Educating the community about the treaty and traditional territory of Trent’s campuses is also a key priority of the Plan. Trent, in close collaboration with the Elders & Traditional Knowledge Keepers Council, unveiled a unique “Treaty Rock” installation on National Truth & Reconciliation Day to honour the Michi Saagiig and share key learnings about the Treaty 20 signatories.
Inspiring others to make reconciliation a priority and sharing key learnings on the importance of investing in relationships and trust building was the focus of a presentation by VP Davis and Emily Whetung, Curve Lake First Nation chief at the annual First Nations Education Administrators Association National Gathering in October 2021. Their presentation detailed how Trent and Curve Lake built a “gold standard relationship” through the creation of the Trent Lands and Nature Areas Plan.
Promoting on-campus food production through the new Trent Farm
Agriculture and food security is another priority of the Lands Plan. Work is now underway to relocate the Trent Farm to a larger, permanent location, more suitable to growing crops and developing new research about regenerative agriculture.
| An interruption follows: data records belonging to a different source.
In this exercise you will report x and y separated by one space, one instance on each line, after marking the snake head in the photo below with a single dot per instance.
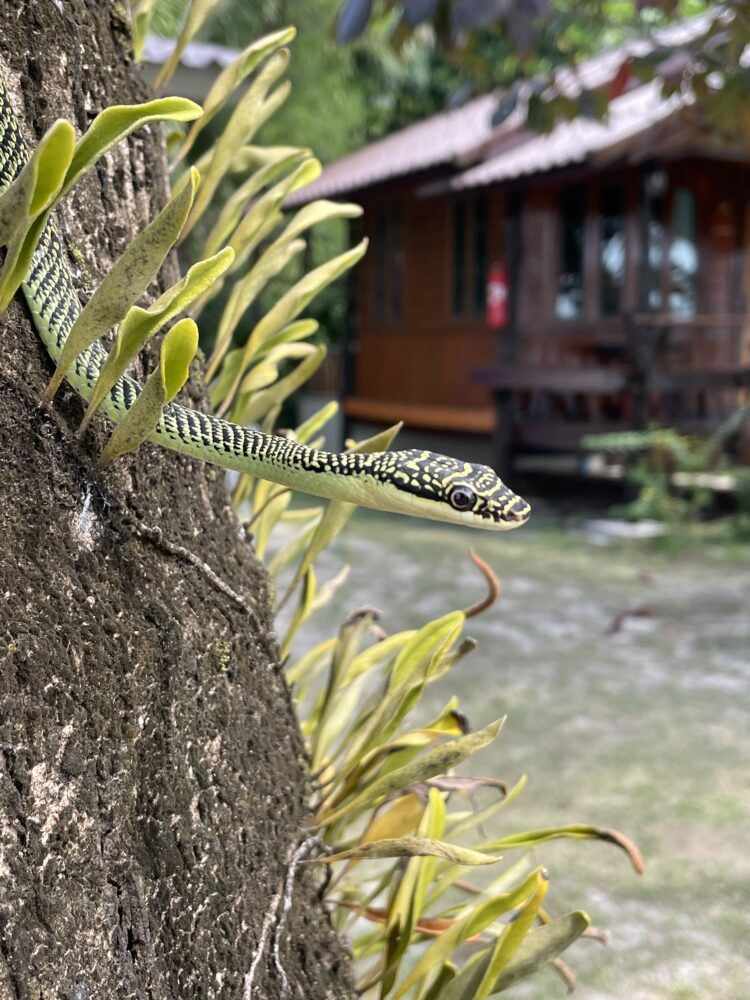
447 489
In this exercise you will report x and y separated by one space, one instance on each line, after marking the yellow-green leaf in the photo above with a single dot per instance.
241 297
236 205
507 945
141 14
320 211
25 206
412 847
114 123
232 76
539 947
256 405
576 831
127 280
301 613
477 920
289 306
198 11
140 325
250 113
426 647
178 350
395 820
436 761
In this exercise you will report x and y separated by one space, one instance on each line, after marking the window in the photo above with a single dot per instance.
569 304
469 257
611 249
683 255
654 190
388 265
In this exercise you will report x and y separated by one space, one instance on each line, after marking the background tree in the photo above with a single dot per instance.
152 787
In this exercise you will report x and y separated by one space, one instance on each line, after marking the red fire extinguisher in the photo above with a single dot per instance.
497 295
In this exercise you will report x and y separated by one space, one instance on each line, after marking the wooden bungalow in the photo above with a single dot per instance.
622 246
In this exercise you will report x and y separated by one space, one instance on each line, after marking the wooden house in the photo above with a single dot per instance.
622 245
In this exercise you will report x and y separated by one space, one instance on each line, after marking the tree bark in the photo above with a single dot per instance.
152 775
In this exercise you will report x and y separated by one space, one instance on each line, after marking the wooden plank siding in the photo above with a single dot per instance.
427 357
563 375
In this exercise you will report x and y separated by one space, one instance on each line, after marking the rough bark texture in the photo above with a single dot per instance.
152 782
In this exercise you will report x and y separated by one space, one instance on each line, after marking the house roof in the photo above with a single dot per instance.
440 139
466 134
576 141
196 55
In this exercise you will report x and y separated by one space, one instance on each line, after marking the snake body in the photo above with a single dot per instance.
415 482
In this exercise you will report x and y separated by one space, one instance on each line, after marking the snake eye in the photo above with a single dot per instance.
462 498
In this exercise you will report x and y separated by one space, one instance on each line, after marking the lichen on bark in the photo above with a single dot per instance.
152 778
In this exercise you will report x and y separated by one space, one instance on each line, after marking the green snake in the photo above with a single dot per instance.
419 483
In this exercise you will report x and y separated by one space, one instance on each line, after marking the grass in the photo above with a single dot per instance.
637 722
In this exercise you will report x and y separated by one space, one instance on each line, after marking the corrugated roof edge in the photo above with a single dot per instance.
468 139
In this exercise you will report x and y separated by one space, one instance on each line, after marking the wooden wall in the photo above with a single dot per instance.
427 357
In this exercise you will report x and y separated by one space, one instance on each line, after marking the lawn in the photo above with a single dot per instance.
625 674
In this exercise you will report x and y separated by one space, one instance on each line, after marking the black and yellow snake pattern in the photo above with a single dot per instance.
420 483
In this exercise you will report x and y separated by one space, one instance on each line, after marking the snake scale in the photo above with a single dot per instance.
420 483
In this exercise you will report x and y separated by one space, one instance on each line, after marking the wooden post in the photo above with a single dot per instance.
504 437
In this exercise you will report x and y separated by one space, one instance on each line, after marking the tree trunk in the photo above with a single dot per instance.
152 777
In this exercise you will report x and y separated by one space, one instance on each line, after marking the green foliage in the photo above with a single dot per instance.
126 282
380 798
25 206
197 12
674 473
385 801
140 325
177 351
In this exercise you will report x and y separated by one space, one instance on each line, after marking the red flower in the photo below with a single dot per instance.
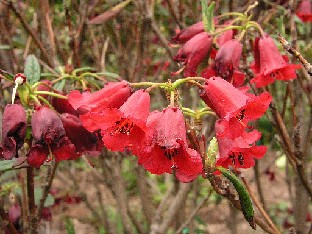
123 128
168 148
304 11
193 52
113 95
240 151
63 106
14 125
84 141
233 105
269 64
49 136
226 63
186 34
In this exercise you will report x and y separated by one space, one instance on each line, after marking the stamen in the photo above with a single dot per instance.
123 126
170 153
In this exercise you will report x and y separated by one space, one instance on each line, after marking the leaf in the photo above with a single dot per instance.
6 165
112 12
32 69
243 195
208 15
211 155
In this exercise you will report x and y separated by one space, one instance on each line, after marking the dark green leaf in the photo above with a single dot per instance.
32 69
244 197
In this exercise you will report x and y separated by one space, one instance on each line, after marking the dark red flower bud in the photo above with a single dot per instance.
49 136
14 124
194 52
84 141
226 63
185 34
304 11
269 64
20 78
113 95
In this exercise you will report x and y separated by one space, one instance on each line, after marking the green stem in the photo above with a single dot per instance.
255 25
51 94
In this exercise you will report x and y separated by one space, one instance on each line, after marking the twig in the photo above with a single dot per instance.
4 216
31 200
31 33
46 188
307 66
260 208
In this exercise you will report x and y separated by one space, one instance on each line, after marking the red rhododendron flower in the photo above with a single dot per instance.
269 64
48 135
14 125
63 106
238 151
186 34
84 141
193 52
113 95
226 63
168 148
304 11
123 128
233 105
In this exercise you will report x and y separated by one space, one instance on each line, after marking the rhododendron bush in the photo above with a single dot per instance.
154 116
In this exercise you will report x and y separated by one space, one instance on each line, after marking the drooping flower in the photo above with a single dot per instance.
168 150
233 105
237 151
186 34
269 64
194 52
14 124
226 63
49 137
84 141
113 95
304 11
123 128
63 106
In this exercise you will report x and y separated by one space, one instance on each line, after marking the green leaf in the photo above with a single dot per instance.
207 15
32 69
6 165
243 195
211 155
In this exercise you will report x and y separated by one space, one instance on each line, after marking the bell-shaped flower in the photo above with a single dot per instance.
233 105
226 63
84 141
14 124
123 128
49 137
113 95
269 64
167 149
238 152
186 34
304 11
193 52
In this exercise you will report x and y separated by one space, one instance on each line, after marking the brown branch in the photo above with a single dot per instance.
307 66
38 42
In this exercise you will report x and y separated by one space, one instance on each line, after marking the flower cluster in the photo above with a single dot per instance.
158 139
235 110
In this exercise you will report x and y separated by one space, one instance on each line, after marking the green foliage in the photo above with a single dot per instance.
32 69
Trent students are playing an active role in preparing the land for farming by implementing good soil management practices, which will not only be beneficial to the farm but also the surrounding Nature Areas.
Members of the Trent Lands and Nature Areas planning team have also been meeting with the student-led Trent Vegetable Garden (TVG) on advancing its goals in its current location and were pleased to tour the gardens during the summer and learn about their vision for the future.
“Over the next year, we’ll be working with the TVG team to explore further expansion of the garden in its current location, in conjunction with renewal of the lease between Trent University and the Seasoned Spoon,” VP Davis says.
Supporting green innovation: Cleantech Commons
Set to become Canada’s premier green technology research and innovation site, Cleantech Commons will bring together Trent’s world-class researchers and facilities with government, start-ups and innovators to accelerate the adoption of clean, green, low carbon and sustainable technology. With servicing of Cleantech Commons site essentially complete, the research park continues to provide value-added services for clean and green tech innovators through strategic partnerships with entities like Bioenterprise and Urban Living Futures. Through these partnerships, student entrepreneurs can build their networks with potential mentors, employers, and investors to create opportunities to grow, scale, fund, and accelerate their ideas.
Celebrating our work
Trent was recognized by Otonabee Conservation at their annual meeting in January 2022, with an Environmental Excellence Award for Business. The awards recognize outstanding people, organizations and groups that have demonstrated the advancement of watershed health through projects on the landscape and actions that contribute to a healthier environment for everyone.
“The University’s focus on the watershed as a foundational element of the Trent Lands and Nature Areas Plan, its first-of-its-kind zero-carbon Forensic Crime Scene Facility, and the work being done on the University Green Network Stewardship Plan, are just a few reasons why Trent is a worthy recipient of this year’s Business Award,” explained Dan Marinigh, Otonabee Conservation chief administrative officer.